If you run a business out of your home, or work at home for a company that uses a VOIP phone system, that is a whole different story. VOIP systems can provide voicemail (with messages that can be sent to an email address), and allow you to use the phone as if you were physically in the office with your co-workers.

Let’s explore that last bit a little. How can a VOIP system allow you to act like you are in the cubicle next to your co-workers? Since VOIP phones use the internet and local networks to transport voice and other data, where they are physically located makes no difference. Think of the internet connection and nothing but a really long phone cord.

Whether the phone is ten feet down the hall at your office, or six thousand miles away across an ocean is irrelevant. Pick up the phone, dial your co-worker’s extension, you are talking to them. Press an “all-page” button and you can talk to everyone on the whole system at once. Transfer calls to someone else? Easy enough.

VOIP versus traditional phone systems

Your traditional business phone system will be easier to install, and normally less expensive than a VOIP system will. It will probably also be more robust unless you spend quite a bit of money on your VOIP system. It will also tend to have fewer problems since it does not rely on switches, routers, modems and of course, the internet.

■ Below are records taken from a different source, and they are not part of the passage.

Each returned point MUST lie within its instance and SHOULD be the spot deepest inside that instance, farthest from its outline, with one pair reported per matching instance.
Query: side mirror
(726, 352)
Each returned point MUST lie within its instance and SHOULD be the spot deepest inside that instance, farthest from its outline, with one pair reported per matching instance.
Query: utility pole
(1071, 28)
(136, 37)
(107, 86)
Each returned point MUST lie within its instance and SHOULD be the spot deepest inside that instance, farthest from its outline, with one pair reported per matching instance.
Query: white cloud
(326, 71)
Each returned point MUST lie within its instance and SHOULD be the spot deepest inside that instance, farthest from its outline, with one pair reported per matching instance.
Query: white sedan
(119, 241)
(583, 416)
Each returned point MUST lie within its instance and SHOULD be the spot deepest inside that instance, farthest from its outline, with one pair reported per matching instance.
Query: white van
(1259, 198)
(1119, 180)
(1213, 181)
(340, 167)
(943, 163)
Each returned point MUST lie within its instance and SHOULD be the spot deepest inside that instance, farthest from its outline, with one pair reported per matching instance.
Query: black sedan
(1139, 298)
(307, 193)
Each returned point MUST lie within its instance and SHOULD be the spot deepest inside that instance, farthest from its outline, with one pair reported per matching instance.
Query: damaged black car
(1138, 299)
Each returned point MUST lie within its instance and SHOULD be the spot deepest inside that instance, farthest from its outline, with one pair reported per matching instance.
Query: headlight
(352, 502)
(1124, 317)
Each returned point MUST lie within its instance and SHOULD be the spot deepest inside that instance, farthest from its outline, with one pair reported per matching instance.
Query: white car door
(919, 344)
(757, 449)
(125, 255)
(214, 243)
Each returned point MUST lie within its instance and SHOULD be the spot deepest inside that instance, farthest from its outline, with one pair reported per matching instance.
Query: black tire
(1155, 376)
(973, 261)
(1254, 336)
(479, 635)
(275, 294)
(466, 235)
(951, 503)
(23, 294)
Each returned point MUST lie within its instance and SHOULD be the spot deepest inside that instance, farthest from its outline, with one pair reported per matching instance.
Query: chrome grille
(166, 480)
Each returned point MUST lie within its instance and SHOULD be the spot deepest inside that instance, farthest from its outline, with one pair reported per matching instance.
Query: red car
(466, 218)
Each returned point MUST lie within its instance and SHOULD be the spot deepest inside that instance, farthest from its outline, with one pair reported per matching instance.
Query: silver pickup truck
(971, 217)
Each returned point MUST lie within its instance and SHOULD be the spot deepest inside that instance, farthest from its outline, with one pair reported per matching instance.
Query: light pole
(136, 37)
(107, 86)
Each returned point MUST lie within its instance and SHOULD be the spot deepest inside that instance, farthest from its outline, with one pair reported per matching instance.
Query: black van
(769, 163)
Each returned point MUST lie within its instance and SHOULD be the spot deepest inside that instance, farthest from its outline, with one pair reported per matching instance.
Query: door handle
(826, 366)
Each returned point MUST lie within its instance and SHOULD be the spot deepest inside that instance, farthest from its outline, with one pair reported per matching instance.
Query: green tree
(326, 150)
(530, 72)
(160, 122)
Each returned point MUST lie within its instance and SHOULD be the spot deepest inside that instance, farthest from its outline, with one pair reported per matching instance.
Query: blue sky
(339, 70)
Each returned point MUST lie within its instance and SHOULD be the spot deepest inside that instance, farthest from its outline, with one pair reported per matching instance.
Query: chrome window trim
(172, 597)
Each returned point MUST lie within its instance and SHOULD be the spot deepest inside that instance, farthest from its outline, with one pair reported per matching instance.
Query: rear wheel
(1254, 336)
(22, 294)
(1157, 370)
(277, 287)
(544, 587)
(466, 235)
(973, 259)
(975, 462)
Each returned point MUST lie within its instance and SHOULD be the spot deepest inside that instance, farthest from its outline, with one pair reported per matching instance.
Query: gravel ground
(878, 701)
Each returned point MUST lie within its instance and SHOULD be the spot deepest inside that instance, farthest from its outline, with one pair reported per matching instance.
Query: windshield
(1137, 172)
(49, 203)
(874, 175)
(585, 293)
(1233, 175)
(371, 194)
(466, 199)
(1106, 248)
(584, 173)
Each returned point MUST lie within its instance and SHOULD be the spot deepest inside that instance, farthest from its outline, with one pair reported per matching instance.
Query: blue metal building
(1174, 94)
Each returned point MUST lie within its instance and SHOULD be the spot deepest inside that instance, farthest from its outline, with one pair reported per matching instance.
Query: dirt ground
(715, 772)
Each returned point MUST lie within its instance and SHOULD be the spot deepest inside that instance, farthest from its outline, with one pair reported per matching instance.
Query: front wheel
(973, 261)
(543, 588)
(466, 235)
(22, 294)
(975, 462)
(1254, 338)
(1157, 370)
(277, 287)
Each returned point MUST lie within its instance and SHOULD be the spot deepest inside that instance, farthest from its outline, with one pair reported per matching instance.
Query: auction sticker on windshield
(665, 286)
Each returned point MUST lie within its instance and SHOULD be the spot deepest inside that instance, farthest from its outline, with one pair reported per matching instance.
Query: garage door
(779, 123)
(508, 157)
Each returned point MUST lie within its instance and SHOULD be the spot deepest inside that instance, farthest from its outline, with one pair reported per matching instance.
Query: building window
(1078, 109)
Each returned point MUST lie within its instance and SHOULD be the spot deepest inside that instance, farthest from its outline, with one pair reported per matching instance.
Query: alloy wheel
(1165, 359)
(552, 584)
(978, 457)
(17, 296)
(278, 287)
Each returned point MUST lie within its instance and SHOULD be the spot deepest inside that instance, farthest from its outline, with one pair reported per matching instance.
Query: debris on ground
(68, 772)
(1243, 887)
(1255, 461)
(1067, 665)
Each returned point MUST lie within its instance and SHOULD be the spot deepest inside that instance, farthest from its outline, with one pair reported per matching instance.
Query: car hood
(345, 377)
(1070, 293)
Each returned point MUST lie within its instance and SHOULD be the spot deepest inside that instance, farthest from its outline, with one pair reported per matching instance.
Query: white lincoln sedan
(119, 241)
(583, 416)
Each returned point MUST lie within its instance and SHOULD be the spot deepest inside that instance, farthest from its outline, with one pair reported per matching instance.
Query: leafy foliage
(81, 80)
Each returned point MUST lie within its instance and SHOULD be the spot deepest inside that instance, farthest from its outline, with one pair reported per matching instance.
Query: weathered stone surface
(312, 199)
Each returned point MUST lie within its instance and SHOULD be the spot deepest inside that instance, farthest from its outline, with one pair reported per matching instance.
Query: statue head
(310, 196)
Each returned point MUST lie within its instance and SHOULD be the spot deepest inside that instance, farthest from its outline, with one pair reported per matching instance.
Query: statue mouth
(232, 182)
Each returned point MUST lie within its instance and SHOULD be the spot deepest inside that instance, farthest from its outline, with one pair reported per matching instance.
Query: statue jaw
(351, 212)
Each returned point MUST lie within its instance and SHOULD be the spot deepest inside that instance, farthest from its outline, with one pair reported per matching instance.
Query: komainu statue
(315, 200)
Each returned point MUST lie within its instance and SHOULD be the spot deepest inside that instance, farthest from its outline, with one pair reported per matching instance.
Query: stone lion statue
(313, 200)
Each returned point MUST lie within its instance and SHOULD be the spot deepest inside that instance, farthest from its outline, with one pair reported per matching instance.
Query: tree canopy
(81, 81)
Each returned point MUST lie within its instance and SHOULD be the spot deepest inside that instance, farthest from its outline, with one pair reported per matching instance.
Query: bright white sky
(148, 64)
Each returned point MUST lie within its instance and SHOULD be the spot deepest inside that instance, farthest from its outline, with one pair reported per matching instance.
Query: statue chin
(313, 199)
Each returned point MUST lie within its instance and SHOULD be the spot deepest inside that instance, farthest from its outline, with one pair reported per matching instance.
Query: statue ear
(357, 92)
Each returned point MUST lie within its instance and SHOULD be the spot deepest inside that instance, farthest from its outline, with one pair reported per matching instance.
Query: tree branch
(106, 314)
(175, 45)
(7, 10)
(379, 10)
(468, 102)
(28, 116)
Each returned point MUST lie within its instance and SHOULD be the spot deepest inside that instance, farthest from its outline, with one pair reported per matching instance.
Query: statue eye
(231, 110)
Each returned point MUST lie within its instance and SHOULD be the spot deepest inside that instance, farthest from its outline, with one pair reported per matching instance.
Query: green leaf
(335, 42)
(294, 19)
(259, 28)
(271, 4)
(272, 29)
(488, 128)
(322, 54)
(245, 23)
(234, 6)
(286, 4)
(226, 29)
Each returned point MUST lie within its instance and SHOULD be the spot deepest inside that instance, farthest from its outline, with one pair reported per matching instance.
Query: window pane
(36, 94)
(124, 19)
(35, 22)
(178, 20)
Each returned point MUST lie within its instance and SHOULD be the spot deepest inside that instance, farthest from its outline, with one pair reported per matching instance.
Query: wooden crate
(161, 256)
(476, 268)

You can even get a lot of the features such as auto attendant (the recordings that answer the phone and say “press 1 for sales” etc), voicemail, etc on even the most basic of business class phone systems out there.

VOIP systems on the other hand allow you to connect offices and people over any distance into one phone system. Let’s look at this a little more.

Recently I installed a VOIP phone system for a government agency that was spread across the state of Texas. They had fifteen people at one office in Huntsville, ten people at a different office across town, three people in an office north of Dallas, three people in an office in Palestine, and another ten people or so spread throughout Abiline, San Antonio, Austin, and a myriad of small cities all over the state.

With the new system, if someone calls either of the Huntsville offices, the Decatur office, or the Palestine Office, that phone call is routed through the internet to the main phone system at one office here in Huntsville where it is answered by the auto attendant. That auto attendant presents a menu the caller can navigate (or they can immediately just dial a three digit extension number to go directly to any extension anywhere in the state) and wind up where they need to be.

To put this another way, if someone at War-Mart in Decatur Texas dials the local number to this office in Decatur and wants to talk to someone in the Decatur office, that call is routed to Huntsville where the phone system answers and then routes that call back to the Decatur office where the designated person answers it.

Sounds convoluted, doesn’t it? Well here is why that is so useful.

Before this system, if you needed to talk to John Doe of the State Of Texas Rockcrusher Department, you had to know what town he located in, dial that number and deal with whatever phone system and voicemail system that person had. This could even be someone’s home phone with a cheap answering machine they bought at Dollar General (yeah, the one with the freaky robot voice).

Now any number you dial, from anywhere in the world, will wind up getting the same auto attendant system, with the same voicemail system, and still get you to anyone who works for that agency.

Eventually the plan is to eliminate all the numbers except for one and have anyone who wants to talk to anyone in the agency simply dial one number. This will also greatly reduce their costs and complexity as they will not need as many lines, and certainly will not need to maintain local phone lines for cities all over the state like they currently do.

This also allows for easier training as everyone has the exact same phone that works the exact same way. Have a problem with a phone? Ship them a new one and let them plug it in, done. Need to change the name or password for their voicemail? It can all be managed from a central location on the web. Need to add a new employee at some distant location? Mail them a phone, done.